Reputation: 283

LOOP itab vs VALUE FOR filtering, which is more efficient?

I am trying to write a for-loop statement for the following scenario:

I have used a select to get multiple tvarvc entries data into T_TVARVC.

LOOP AT t_tvarvc INTO DATA(s_tvarvc).
    CASE s_tvarvc-name.
      WHEN c_augru.
        s_tvarvc_range = CORRESPONDING #( s_tvarvc ).
        APPEND s_tvarvc_range TO t_augru.

      WHEN c_vkorg.
        s_tvarvc_range = CORRESPONDING #( s_tvarvc ).
        APPEND s_tvarvc_range TO t_vkorg.
    ENDCASE.
ENDLOOP.

This is what I have come up with:

DATA(t_augru) = VALUE tt_tvarvc( FOR s_tvarvc IN t_tvarvc
                                  WHERE ( name = c_augru )
                                  ( CORRESPONDING #( s_tvarvc ) ) ).

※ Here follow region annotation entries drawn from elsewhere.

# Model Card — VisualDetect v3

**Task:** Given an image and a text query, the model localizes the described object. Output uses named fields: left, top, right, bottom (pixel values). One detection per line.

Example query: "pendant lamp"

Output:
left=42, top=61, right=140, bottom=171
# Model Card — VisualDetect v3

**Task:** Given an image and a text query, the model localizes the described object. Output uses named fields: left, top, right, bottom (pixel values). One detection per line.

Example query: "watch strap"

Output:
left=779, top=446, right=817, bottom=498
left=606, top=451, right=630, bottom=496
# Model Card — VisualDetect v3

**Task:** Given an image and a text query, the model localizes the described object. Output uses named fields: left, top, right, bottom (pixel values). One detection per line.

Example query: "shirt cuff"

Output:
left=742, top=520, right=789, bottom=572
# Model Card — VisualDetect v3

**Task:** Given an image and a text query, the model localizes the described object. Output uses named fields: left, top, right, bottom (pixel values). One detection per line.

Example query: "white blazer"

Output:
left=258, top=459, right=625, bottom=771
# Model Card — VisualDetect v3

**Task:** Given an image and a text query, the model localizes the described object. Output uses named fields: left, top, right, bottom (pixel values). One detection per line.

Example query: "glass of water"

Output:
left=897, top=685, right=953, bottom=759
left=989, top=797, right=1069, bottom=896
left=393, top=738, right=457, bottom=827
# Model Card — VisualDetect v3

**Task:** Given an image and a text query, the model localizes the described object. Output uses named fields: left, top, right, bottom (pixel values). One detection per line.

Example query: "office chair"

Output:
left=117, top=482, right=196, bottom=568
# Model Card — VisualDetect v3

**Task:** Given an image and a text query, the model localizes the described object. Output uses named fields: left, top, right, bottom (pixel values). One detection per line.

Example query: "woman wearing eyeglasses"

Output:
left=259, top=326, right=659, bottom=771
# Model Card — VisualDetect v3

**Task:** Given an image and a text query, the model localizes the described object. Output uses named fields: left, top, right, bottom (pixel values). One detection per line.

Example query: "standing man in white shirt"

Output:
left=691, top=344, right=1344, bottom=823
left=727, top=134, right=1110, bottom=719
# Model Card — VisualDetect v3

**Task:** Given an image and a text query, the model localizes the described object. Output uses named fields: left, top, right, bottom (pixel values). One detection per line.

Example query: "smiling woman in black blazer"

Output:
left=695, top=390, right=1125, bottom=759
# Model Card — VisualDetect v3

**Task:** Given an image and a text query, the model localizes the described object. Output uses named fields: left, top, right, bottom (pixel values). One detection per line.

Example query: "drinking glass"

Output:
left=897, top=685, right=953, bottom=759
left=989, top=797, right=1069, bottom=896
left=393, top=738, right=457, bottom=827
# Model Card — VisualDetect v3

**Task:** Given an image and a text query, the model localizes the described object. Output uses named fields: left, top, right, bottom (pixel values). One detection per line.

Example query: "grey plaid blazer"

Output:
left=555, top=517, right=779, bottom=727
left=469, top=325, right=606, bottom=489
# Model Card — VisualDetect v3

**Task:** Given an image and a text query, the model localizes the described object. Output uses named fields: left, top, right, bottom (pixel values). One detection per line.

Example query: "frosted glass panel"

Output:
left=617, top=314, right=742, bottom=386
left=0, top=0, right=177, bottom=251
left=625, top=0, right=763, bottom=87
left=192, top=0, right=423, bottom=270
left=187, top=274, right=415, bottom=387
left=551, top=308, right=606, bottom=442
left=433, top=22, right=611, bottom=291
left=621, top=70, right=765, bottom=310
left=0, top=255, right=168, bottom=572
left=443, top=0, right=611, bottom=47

DATA(t_vkorg) = VALUE tt_tvarvc( FOR s_tvarvc IN t_tvarvc
                                  WHERE ( name = c_vkorg )
                                  ( CORRESPONDING #( s_tvarvc ) ) ).

My observation is that, by using LOOP AT and CASE statement combo, the number of iterations will be same as the number of entries in T_TVARVC.
But when using a FOR loop for each range table, T_TVARVC has to be traversed more times to reach the desired entry thus causing multiple iterations more than the first scenario.

Can this be written in a more efficient way?

Upvotes: 1

Answers (3)

Suncatcher

Reputation: 10621

You can also try specialized FILTER statement to achieve the same:

DATA lt_tadir TYPE SORTED TABLE OF tadir WITH NON-UNIQUE KEY object. 

SELECT * FROM tadir UP TO 1000000 ROWS INTO TABLE lt_tadir ORDER BY PRIMARY KEY. 

DATA(clas) = FILTER #( lt_tadir USING KEY primary_key WHERE object = 'CLAS' ). 
DATA(trans) = FILTER #( lt_tadir USING KEY primary_key WHERE object = 'TRAN' ).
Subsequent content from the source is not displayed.